J’ai attendu quelque temps, que le mois passe, mois de mai 2008 ; attendu paroles et écrits de ‘commémoration’, c’est devenu un peu ça désormais, témoignages ou simples souvenirs. Cette année j’avais même pris la précaution de m’échapper : j’ai traversé la France en fleurs ! Dans la presse, un foisonnement de titres, beaucoup d’images de guerre civile (photos ou films), oui, et quelques déclarations de politiques, de philosophes, unanimes pour déplorer les ‘évènements’ de mai 68, voire les dénoncer : essentiellement la tentative de mise en oeuvre d’un anti-humanisme, d’une anarchie et d’un libertarisme destructeurs de toute vie sociale, quasiment l’assassinat programmé, non seulement de traditions, mais de toute culture, pour ainsi dire ce que Mao tentait à la même époque en Chine, ce que Pol Pot – dont l’abjection criminelle est d’inspiration révolutionnaire française, n’est-ce pas ? – entreprit de réaliser quelques années plus tard dans son malheureux pays. Somme toute ce que je lis ou entends à chaque fois que le sujet est abordé : nous restons encore loin de l’appréhension historique, sociologique, qui ne serait d’ailleurs pas suffisante, de ces jours de fièvre.

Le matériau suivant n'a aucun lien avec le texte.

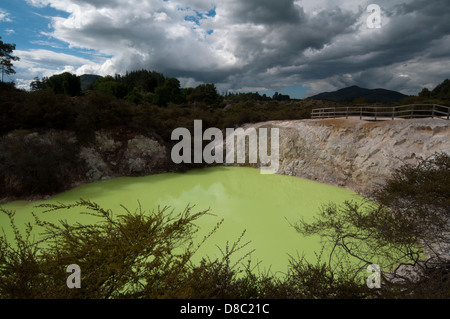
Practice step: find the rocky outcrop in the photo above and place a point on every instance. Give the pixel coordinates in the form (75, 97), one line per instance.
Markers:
(112, 154)
(356, 154)
(344, 152)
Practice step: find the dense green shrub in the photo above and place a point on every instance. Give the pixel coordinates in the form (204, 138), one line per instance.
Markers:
(31, 164)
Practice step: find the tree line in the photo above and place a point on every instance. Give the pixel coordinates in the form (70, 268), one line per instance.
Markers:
(146, 86)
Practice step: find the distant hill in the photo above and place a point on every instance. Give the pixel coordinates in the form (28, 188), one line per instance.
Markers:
(87, 80)
(355, 92)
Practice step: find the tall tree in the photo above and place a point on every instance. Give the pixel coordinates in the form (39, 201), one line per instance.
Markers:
(6, 58)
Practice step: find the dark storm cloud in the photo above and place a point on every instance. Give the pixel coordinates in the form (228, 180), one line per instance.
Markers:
(267, 44)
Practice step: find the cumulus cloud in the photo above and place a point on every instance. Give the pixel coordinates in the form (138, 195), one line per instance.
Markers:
(5, 16)
(260, 44)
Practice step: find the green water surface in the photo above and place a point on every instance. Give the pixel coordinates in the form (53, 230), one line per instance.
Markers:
(263, 205)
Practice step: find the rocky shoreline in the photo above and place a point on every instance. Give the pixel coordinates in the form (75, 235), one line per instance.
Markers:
(349, 153)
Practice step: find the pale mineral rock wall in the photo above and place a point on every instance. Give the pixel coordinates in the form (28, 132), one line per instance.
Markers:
(356, 154)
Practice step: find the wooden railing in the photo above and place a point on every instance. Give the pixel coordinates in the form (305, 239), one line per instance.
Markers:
(375, 113)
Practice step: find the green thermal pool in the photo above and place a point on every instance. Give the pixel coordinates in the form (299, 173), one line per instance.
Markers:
(263, 205)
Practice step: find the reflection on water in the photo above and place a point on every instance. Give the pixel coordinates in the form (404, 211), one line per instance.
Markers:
(263, 205)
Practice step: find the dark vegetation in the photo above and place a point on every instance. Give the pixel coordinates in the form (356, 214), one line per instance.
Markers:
(140, 102)
(135, 255)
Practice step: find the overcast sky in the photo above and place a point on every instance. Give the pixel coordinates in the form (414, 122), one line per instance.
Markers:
(298, 47)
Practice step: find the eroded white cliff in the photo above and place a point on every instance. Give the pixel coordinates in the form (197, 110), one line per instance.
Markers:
(356, 154)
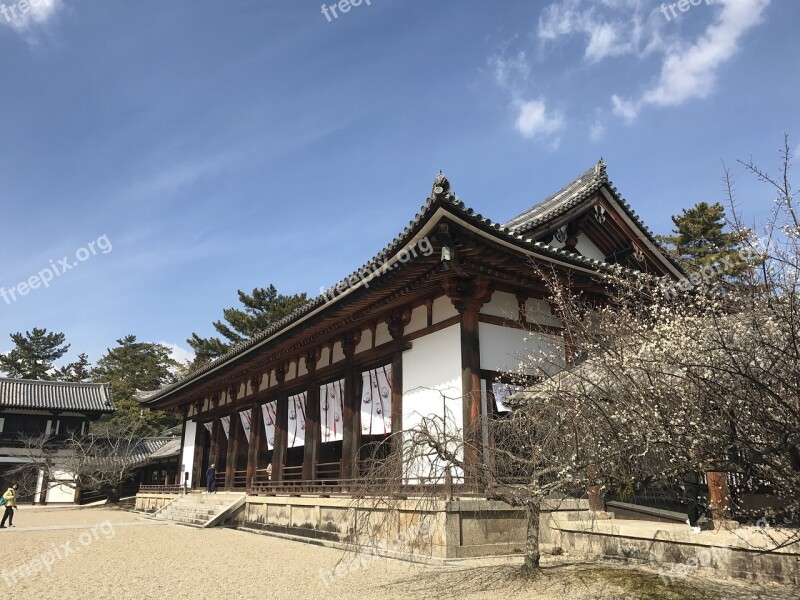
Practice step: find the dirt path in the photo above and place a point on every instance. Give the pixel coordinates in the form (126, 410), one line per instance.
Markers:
(102, 553)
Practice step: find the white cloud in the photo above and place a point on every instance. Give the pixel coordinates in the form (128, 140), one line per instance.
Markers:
(23, 16)
(597, 132)
(510, 73)
(534, 120)
(178, 353)
(531, 117)
(611, 28)
(689, 72)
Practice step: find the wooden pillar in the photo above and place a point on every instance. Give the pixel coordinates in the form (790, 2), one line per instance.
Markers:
(397, 401)
(593, 491)
(351, 418)
(255, 443)
(230, 459)
(397, 325)
(313, 427)
(45, 487)
(281, 427)
(199, 444)
(233, 439)
(719, 497)
(468, 297)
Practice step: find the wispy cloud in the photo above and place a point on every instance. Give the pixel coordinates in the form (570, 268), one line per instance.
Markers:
(689, 72)
(611, 27)
(532, 118)
(178, 353)
(25, 15)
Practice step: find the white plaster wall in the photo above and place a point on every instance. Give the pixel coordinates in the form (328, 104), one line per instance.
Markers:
(382, 335)
(187, 452)
(366, 341)
(510, 350)
(503, 305)
(60, 493)
(443, 309)
(538, 311)
(419, 319)
(338, 353)
(584, 246)
(432, 386)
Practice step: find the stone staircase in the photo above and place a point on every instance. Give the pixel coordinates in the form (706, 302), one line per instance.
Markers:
(199, 509)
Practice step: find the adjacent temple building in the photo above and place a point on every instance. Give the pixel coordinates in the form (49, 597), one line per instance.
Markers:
(31, 410)
(433, 324)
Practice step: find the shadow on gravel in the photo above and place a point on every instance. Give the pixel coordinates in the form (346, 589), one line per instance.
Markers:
(571, 581)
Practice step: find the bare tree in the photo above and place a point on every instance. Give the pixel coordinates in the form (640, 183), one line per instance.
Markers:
(544, 450)
(102, 461)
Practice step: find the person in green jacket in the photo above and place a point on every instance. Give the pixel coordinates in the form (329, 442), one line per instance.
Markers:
(11, 503)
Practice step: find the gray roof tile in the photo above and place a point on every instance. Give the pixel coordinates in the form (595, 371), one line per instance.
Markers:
(55, 395)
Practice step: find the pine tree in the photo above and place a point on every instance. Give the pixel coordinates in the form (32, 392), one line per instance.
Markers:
(700, 241)
(132, 366)
(261, 309)
(33, 354)
(76, 371)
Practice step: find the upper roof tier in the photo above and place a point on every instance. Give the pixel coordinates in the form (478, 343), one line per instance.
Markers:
(55, 396)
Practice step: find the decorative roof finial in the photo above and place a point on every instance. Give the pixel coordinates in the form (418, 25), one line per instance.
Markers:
(600, 168)
(441, 186)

Dernièrement je citais Bergounioux qui célébrait lui les quarante ans de sa jeunesse intacte, inaltérablement enrichie des projets et des espérances de cette grande fête politique, fête de l’esprit, fête de la vie, dont on veut tout oublier aujourd’hui après l’avoir vilipendée sans vergogne. Je citerai cette fois Raoul Vaneigem, qui fait exactement le point dans son récent livre : entre le deuil du monde et la joie de vivre (1), rappelant sa propre philosophie de la vie mais plus encore, comment celle-ci crut trouver le ‘moment’ historique de son expression à cette époque, et de sa possible réalisation (2). Vaneigem ne se contente pas de souvenirs, d’exposer ce que fut alors le situationnisme, ses coups d’éclat et ses déchirements : Vaneigem cherche surtout à révéler l’essence même des révoltes de 68, en quoi elles furent exceptionnelles, révélatrices d’un délabrement profond de société et de civilisation, de cette vitalité aussi du désir, des élans de vie et, malheureusement, de la permanence, de l’aggravation même des pulsions de mort liées au mercantilisme, à l’affairisme, au clientélisme et à la nullité intellectuelle de nos contemporains. A ce sujet, je ne fais que poursuivre un trajet que j’avais inauguré avec Castoriadis ; reste à savoir s’il suffit en ces temps d’apocalypse (et Vaneigem utilise même ce mot !) de répéter les arguments d’un vitalisme anarchique. Je cite donc mon auteur :

Il n’entre pas dans mes intentions de convaincre de ce qui me demeure une évidence, devrais-je être le seul à la partager : il s’est produit en mai 1968 un séisme et une rupture avec le passé d’une magnitude jamais atteinte dans l’histoire… Combien de décennies faudra-t-il pour que l’on convienne qu’un changement radical s’est alors opéré dans l’évolution de l’homme et dans le cours du monde ? Sans doute le temps que se substitue au traditionnel réflexe prédateur un comportement qui fait primer l’humain sur la barbarie marchande… Voilà résumé en peu de mots, définitifs, l’essentiel de ce témoignage. Et il y a bien plus : Nous sommes les misérables héritiers d’un pouvoir patriarcal qui, dès l’instauration des Etats-cités, a imposé le despotisme de la marchandise, le travail, chargé de la produire et de la sacraliser, et le mépris de la vie sacrifiée à la survie. Néanmoins : L’impasse de l’invivable… fait resurgir… d’autres voies de développement et d’expansion… Les énumérer est à la portée de tous : la créativité supplante le travail ; la volonté de vivre ruine la volonté de puissance ; la jouissance de soi et de la terre révoque l’exploitation, la prédation appropriative, le sacrifice, le renoncement ; la conscience du corps abolit la séparation entre les fonctions intellectuelle et manuelle ; l’authenticité rend dérisoires … Je résume la diatribe : ‘les professionnels du mensonge et de la subornation’. Il y en a des pages et des pages. La verve polémique ne tarit jamais ; un ton persifleur, rageur, une virulence qui ont autant contribué à faire connaître son auteur que ses idées, qui ont surtout contribué à le marginaliser.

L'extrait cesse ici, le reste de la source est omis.